As community-based advocates have fanned out across the Commonwealth to identify people who are eligible for the automatic rights restoration process, another recurring issue has been a major barrier to assisting more people: ineligibility due to outstanding financial debts. Under current policy, in order to have voting rights reinstated an individual must have paid all court-imposed costs and fines. The issue of these outstanding costs – which in some cases can ratchet up to tens of thousands of dollars, earning interest over the years while a person is incarcerated – is an immensely prohibitive factor for people with prior felony convictions who wish to vote.

Addressing the barrier of criminal debt would vastly improve and expand the rights restoration process. We are not suggesting that a person’s debt should be eliminated – we’re saying that civil rights shouldn’t be held as collateral for payment. We don’t withhold a person’s right to religious freedom or freedom of speech until they have paid off court-ordered costs, and we shouldn’t withhold the right to vote either.

And while all of these steps would be major improvements to current policy, we still need a permanent solution. Ultimately, a constitutional amendment from the General Assembly is the best and most efficient way to ensure automatic rights restoration for all. For the hundreds of thousands of Virginia citizens who remain disenfranchised under Commonwealth law, we call on Gov.-elect McAuliffe to push for this final step. It’s not only the right thing to do – it’s smart government too. Restoring voting rights sends the message that citizens who want a second chance are welcome as full members of our communities.

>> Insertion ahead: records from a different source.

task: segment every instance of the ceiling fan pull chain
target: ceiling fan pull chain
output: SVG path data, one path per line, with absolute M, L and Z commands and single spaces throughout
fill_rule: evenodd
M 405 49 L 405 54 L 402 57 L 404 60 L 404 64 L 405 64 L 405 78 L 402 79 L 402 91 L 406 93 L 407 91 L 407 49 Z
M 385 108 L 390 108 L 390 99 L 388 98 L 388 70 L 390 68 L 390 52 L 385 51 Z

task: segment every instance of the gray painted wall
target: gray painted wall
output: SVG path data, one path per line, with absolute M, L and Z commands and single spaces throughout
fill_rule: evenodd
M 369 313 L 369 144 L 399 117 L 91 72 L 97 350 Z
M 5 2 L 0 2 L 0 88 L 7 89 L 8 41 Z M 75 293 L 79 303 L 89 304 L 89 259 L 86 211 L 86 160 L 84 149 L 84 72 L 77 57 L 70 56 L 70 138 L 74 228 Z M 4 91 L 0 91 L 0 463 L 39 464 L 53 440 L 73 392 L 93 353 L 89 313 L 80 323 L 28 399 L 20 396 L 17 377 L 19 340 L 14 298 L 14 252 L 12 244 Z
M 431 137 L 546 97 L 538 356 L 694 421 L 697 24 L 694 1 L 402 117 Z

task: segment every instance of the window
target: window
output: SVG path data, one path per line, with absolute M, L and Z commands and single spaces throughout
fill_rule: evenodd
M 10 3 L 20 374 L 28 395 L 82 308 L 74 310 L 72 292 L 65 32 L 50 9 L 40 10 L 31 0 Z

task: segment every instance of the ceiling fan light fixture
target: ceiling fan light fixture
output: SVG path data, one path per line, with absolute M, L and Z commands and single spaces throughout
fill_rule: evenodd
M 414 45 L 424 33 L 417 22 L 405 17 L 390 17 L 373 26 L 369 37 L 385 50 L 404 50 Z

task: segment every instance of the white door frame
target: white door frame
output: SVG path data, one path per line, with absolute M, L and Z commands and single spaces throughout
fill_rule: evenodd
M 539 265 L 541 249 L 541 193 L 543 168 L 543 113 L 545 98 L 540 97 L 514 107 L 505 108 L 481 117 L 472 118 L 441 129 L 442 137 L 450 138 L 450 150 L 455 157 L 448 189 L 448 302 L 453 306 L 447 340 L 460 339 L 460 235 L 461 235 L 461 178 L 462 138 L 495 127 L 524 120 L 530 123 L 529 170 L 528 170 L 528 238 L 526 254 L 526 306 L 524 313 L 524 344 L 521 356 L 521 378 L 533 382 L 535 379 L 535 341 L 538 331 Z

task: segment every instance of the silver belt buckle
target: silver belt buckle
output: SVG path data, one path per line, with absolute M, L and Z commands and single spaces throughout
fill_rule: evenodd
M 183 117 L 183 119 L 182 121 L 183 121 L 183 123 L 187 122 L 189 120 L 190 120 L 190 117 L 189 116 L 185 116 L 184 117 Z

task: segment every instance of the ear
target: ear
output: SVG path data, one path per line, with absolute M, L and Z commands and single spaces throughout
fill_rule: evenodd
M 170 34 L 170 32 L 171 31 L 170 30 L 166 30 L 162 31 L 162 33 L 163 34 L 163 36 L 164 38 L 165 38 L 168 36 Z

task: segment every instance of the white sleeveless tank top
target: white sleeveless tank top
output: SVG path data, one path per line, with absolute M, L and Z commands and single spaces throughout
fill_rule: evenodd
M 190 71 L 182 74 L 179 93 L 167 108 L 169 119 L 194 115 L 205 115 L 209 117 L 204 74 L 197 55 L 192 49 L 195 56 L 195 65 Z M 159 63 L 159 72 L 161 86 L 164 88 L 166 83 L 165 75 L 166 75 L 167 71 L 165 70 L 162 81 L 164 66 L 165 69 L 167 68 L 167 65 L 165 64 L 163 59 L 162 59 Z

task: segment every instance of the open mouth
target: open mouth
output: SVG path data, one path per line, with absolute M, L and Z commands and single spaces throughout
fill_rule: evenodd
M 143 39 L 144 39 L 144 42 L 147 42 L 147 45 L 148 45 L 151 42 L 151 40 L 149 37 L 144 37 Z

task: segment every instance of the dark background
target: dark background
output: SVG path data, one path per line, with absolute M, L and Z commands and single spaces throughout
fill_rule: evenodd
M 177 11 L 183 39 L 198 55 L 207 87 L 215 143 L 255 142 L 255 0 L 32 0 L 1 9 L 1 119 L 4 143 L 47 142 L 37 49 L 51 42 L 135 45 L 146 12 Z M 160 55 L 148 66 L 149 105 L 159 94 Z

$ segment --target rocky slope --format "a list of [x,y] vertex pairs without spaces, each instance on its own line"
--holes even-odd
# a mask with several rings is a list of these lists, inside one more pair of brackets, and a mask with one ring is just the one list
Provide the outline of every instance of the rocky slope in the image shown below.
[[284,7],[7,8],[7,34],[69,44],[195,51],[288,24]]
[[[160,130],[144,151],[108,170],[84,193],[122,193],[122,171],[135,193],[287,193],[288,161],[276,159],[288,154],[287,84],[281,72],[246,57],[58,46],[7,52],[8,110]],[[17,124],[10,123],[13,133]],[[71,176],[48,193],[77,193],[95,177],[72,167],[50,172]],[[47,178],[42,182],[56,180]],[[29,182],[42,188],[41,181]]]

This helps to reintegrate people back into society and prevent future crimes.

In the wake of Election Day, we are glad that Virginia citizens once again exercised their right to vote. We urge the winning candidate, who will determine the Commonwealth’s future course, to consider the rights of those who continue to be silenced.

Judith Browne Dianis is the co-director of Advancement Project, a civil rights organization dedicated to issues of democracy and race. Lillie Branch-Kennedy is the executive director of Resource Information Help for the Disadvantaged (RIHD) and moderator of the Mobile Justice Tour, a Virginia initiative to raise awareness on prisoner re-entry issues.